Menurutnya Tahap perencanaan pembangunan Jembatan Jelai dimulai pada tahun 2005 dengan anggaran sekitar Rp 598 juta. Pada tahun yang sama, pelaksanaan pembangunan konstruksi juga dimulai, yang mencakup kegiatan pengadaan tiang pancang, pemancangan, serta pembangunan struktur jembatan.
“Jembatan yang berada di wilayah perbatasan Kalbar selesai dibangun Pemerintah Provinsi Kalteng tahun 2023 lalu. dan sudah beraspal serta pagar pengaman dicat warna merah dan putih.

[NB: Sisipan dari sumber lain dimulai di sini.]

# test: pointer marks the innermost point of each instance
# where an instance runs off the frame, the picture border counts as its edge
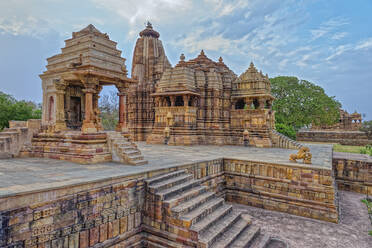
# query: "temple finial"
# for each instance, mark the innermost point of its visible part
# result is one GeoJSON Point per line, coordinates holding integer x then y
{"type": "Point", "coordinates": [182, 57]}
{"type": "Point", "coordinates": [148, 25]}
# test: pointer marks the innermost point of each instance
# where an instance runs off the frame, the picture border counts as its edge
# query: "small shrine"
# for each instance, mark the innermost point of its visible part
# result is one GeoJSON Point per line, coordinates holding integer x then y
{"type": "Point", "coordinates": [71, 124]}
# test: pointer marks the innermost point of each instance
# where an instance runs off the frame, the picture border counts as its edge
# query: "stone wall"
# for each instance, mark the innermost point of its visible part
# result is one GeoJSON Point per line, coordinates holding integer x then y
{"type": "Point", "coordinates": [109, 213]}
{"type": "Point", "coordinates": [341, 137]}
{"type": "Point", "coordinates": [100, 215]}
{"type": "Point", "coordinates": [19, 133]}
{"type": "Point", "coordinates": [353, 172]}
{"type": "Point", "coordinates": [301, 190]}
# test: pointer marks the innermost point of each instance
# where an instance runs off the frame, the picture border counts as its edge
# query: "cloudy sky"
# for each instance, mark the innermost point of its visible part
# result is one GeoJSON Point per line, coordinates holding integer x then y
{"type": "Point", "coordinates": [328, 42]}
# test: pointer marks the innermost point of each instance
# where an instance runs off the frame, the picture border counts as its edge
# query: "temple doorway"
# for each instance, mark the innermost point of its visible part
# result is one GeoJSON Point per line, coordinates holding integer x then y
{"type": "Point", "coordinates": [75, 116]}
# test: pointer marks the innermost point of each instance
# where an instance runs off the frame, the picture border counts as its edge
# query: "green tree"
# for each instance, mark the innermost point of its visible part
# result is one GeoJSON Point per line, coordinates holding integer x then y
{"type": "Point", "coordinates": [109, 108]}
{"type": "Point", "coordinates": [11, 109]}
{"type": "Point", "coordinates": [299, 103]}
{"type": "Point", "coordinates": [367, 128]}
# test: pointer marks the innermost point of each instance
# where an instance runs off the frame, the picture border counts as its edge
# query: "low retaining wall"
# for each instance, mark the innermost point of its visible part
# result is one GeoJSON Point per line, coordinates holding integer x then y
{"type": "Point", "coordinates": [353, 172]}
{"type": "Point", "coordinates": [341, 137]}
{"type": "Point", "coordinates": [108, 212]}
{"type": "Point", "coordinates": [301, 190]}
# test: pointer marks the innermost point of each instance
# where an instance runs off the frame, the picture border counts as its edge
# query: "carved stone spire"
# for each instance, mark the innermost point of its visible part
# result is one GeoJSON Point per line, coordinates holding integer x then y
{"type": "Point", "coordinates": [149, 31]}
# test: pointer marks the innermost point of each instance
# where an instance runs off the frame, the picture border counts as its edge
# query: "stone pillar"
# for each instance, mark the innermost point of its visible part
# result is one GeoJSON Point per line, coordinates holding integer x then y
{"type": "Point", "coordinates": [261, 103]}
{"type": "Point", "coordinates": [173, 101]}
{"type": "Point", "coordinates": [122, 127]}
{"type": "Point", "coordinates": [60, 123]}
{"type": "Point", "coordinates": [88, 123]}
{"type": "Point", "coordinates": [248, 101]}
{"type": "Point", "coordinates": [96, 111]}
{"type": "Point", "coordinates": [186, 99]}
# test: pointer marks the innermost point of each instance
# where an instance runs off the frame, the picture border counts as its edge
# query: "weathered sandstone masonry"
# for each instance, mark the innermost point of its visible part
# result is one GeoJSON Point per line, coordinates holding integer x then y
{"type": "Point", "coordinates": [111, 212]}
{"type": "Point", "coordinates": [299, 190]}
{"type": "Point", "coordinates": [342, 137]}
{"type": "Point", "coordinates": [13, 138]}
{"type": "Point", "coordinates": [353, 172]}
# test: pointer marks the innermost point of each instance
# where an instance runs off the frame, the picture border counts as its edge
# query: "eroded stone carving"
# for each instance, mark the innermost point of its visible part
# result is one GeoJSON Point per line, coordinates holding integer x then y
{"type": "Point", "coordinates": [303, 153]}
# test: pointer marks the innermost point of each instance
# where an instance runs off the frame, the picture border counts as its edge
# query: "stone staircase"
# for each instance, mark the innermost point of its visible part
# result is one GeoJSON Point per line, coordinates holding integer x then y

Jembatan tersebut saat ini dijadikan sebagai tempat rekreasi dan bersantai warga setempat,” tutupnya.
Sebelumnya Gubernur juga meninjau langsung kawasan Shrimp Estate di Desa Sungai Raja. Dalam kunjungannya, orang nomor satu di Bumi Tambun Bungai ini berjanji akan mengembangkan kawasan tersebut sehingga benar-benar menjadi kawasan ekonomi produktif dan memberikan manfaat jangka panjang bagi masyarakat setempat. (nr/sekaltengcom)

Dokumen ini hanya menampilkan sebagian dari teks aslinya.